OPINION
We went to a wedding in Waihī in the weekend. Waihī Beach, not Waihī town, of course; possibly no one has ever thought to get married in Waihī town, that small, humble inland settlement famous for a really big hole in the ground – strange how we never associate mining with love and romance. Both explore hidden depths, both look for something precious. But the preferred setting for the happy couple was at the beach, and there they were on the Friday night, hosting pre-wedding drinks. They looked pretty relaxed. They were to look completely different the next day.
We went to a wedding in Waihī, where crime was running rampant. I got up on the Saturday morning and prowled the main street in search of breakfast supplies. Others had prowled the street in the dead of night and left their mark: the front windows of the Four Square were smashed in, and a dairy was broken into. “Terrible, just terrible,” I said to a woman outside Four Square. “Yes,” she said, “and the culprits are from Matamata.” We walked along the pavement, and I said, “Matamata! When I grew up in the Mount, we regarded Matamata as the safest place on earth.” A man walked past us in front of five small children. He turned, and said heatedly, “It still is!”
We went to a wedding in Waihī, and the weather turned good on the big day. It poured with rain from heavy clouds all Friday, the sea and the sky looked stuck together like soggy sheets of newsprint. But on Saturday, the sea shone as bright as the sun in the blue sky; quite a few of the guests who arrived for the afternoon ceremony came equipped with sunglasses. It was a beautiful service with nothing religious about it, thank God, and of course I cried. Love stories are the best stories and weddings are the best love stories. The bride and groom exchanged vows and rings, kissed for the first time as husband and wife; and they had a look about them, a certain something that made me stare at them, and wonder exactly what that look meant.
We went to a wedding in Waihī, and there was no way I was going to miss it. The groom has been a dear friend for about 20 years. I love the guy.
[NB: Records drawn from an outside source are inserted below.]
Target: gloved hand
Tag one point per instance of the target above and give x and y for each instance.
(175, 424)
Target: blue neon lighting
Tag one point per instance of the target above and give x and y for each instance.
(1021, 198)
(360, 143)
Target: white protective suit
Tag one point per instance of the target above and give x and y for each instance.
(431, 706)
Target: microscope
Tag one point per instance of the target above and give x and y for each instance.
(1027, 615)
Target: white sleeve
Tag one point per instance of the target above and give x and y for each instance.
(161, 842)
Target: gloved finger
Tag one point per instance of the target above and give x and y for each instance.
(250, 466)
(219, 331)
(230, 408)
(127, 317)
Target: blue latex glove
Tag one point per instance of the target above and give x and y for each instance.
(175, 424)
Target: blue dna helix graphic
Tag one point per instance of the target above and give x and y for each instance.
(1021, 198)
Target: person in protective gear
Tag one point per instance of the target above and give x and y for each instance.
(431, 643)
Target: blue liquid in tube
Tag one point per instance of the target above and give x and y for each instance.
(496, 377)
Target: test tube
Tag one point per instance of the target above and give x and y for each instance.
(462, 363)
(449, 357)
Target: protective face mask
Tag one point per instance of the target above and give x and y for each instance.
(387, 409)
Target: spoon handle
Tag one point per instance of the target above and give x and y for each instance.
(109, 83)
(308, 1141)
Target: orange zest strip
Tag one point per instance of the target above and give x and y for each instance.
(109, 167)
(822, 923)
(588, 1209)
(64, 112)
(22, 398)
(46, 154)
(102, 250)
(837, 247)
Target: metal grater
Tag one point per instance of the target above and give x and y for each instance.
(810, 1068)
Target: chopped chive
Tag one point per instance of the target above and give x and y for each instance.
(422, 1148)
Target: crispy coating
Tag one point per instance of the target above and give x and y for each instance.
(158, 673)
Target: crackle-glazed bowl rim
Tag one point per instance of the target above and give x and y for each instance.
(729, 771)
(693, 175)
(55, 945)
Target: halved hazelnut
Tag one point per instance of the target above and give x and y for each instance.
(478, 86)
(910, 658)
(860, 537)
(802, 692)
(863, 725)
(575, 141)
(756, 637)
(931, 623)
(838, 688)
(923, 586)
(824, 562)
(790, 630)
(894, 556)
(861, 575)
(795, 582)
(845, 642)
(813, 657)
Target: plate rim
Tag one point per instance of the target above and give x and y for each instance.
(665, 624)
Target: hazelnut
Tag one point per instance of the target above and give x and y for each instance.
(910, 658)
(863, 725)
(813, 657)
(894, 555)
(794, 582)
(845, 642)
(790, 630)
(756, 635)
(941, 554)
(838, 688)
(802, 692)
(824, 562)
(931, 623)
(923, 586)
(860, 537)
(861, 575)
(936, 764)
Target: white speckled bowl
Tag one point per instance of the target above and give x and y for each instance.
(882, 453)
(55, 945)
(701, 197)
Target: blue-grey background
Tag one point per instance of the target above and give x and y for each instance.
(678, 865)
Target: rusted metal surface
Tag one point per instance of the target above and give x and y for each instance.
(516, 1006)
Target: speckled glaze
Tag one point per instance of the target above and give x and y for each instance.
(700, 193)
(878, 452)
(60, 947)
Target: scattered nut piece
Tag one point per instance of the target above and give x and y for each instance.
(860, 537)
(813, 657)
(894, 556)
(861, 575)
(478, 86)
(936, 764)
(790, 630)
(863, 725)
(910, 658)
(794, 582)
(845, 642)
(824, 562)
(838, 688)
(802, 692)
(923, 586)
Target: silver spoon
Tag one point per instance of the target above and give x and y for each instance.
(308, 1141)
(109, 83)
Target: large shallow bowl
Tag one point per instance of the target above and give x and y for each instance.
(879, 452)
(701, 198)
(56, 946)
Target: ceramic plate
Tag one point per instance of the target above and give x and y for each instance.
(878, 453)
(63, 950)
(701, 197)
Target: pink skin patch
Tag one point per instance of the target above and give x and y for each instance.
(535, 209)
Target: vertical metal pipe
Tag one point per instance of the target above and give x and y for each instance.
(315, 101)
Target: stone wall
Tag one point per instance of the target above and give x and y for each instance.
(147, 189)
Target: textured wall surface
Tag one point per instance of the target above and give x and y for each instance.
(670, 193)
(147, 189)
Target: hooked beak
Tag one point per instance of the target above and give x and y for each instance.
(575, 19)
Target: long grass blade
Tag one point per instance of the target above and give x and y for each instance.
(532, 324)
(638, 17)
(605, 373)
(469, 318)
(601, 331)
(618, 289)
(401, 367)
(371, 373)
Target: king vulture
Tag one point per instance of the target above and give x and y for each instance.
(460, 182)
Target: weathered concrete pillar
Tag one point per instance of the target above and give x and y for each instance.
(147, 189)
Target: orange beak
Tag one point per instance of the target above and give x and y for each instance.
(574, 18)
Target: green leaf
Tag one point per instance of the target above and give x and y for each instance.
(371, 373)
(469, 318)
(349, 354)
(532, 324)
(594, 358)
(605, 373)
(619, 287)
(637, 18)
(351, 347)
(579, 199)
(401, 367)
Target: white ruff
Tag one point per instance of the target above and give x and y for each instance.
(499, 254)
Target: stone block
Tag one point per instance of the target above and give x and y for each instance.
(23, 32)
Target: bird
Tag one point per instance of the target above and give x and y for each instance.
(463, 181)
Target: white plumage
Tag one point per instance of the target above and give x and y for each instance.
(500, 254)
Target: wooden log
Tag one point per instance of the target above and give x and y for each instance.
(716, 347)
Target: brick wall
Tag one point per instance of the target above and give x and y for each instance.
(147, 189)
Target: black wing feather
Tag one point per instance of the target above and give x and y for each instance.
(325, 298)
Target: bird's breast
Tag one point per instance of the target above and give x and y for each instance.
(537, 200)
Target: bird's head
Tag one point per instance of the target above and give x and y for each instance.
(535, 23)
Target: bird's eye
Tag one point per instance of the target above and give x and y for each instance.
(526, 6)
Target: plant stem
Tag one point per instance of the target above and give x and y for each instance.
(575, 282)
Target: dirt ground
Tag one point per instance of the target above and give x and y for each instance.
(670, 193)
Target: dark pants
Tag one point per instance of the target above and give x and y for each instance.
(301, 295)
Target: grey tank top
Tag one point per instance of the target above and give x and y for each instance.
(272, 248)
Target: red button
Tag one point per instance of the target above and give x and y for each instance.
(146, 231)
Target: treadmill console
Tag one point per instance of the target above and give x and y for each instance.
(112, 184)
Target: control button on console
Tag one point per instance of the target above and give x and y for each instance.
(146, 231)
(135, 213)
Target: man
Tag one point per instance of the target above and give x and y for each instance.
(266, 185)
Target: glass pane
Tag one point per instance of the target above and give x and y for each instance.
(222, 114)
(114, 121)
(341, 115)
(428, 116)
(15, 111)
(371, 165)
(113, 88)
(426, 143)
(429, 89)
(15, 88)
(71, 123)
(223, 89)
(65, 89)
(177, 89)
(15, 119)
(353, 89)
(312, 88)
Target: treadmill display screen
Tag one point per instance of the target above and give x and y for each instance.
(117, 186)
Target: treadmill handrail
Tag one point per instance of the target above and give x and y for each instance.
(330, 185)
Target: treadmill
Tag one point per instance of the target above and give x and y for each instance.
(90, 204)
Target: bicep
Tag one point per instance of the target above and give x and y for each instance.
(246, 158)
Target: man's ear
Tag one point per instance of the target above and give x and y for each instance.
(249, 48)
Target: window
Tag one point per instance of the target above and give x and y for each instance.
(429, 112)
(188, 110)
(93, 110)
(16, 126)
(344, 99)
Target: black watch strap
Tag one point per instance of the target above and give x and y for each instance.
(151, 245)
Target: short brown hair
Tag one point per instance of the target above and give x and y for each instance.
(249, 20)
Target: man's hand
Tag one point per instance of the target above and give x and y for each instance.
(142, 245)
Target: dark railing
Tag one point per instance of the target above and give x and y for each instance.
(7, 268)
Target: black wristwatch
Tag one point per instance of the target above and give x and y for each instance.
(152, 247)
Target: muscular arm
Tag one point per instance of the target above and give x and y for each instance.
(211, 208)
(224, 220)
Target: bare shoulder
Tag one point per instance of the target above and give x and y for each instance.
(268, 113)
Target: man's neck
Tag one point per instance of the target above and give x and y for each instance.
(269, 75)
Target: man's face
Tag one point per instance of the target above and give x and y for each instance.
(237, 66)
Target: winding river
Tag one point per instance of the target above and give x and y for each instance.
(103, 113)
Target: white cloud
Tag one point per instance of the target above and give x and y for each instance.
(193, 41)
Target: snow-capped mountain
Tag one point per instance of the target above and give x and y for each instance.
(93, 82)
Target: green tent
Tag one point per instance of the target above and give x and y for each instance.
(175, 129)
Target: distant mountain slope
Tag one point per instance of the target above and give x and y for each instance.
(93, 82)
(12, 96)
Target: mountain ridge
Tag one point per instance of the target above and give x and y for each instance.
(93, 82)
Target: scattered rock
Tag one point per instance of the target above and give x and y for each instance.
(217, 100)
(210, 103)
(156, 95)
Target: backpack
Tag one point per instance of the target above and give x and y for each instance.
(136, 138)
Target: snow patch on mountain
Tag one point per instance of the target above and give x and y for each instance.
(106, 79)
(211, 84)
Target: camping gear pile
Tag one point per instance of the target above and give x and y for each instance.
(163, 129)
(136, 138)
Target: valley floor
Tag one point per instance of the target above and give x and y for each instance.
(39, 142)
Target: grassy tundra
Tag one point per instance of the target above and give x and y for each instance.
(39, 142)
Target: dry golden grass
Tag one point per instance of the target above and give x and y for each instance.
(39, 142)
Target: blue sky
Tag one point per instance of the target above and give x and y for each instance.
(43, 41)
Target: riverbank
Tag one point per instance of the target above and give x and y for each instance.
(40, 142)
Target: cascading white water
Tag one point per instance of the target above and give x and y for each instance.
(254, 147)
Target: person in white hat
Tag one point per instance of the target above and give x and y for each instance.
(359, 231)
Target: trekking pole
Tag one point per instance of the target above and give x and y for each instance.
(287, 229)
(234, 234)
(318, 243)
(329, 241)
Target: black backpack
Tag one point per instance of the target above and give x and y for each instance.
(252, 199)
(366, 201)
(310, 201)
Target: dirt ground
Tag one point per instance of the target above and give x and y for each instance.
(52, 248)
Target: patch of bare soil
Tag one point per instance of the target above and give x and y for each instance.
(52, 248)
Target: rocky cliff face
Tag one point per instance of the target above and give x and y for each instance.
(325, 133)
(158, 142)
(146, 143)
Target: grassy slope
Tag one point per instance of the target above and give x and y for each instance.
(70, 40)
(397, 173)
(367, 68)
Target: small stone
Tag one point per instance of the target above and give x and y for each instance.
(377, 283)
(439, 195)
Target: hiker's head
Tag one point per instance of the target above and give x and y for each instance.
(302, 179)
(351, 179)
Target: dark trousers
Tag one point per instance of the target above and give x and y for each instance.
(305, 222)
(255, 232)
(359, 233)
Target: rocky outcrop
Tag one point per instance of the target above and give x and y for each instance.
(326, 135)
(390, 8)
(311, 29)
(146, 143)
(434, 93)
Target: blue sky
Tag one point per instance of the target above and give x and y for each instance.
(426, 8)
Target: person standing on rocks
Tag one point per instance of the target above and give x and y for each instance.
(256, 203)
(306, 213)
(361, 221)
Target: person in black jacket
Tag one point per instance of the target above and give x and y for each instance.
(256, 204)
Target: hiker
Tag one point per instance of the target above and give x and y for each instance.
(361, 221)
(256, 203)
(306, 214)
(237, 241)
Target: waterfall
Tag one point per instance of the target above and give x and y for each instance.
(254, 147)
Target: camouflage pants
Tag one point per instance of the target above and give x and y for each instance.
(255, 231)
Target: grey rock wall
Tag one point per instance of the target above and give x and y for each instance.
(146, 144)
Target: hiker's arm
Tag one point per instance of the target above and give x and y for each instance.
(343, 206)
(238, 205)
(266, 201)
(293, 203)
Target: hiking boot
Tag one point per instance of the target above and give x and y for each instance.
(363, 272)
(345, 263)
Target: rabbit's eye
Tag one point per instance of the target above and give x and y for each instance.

He has been there for me at some of the most significant moments of my life, such as when I broke the record for drinking the most Sighs of the Moor – a variation of Brandy Alexander – in a single evening at a bar where I basically lived for about five or six years. History was made that night and I couldn’t have done it without his support. And there he was on Saturday night, and it wasn’t quite that I didn’t recognise him when I looked across at him at the wedding table; it was more that I had never seen him look like he was looking, next to his bride.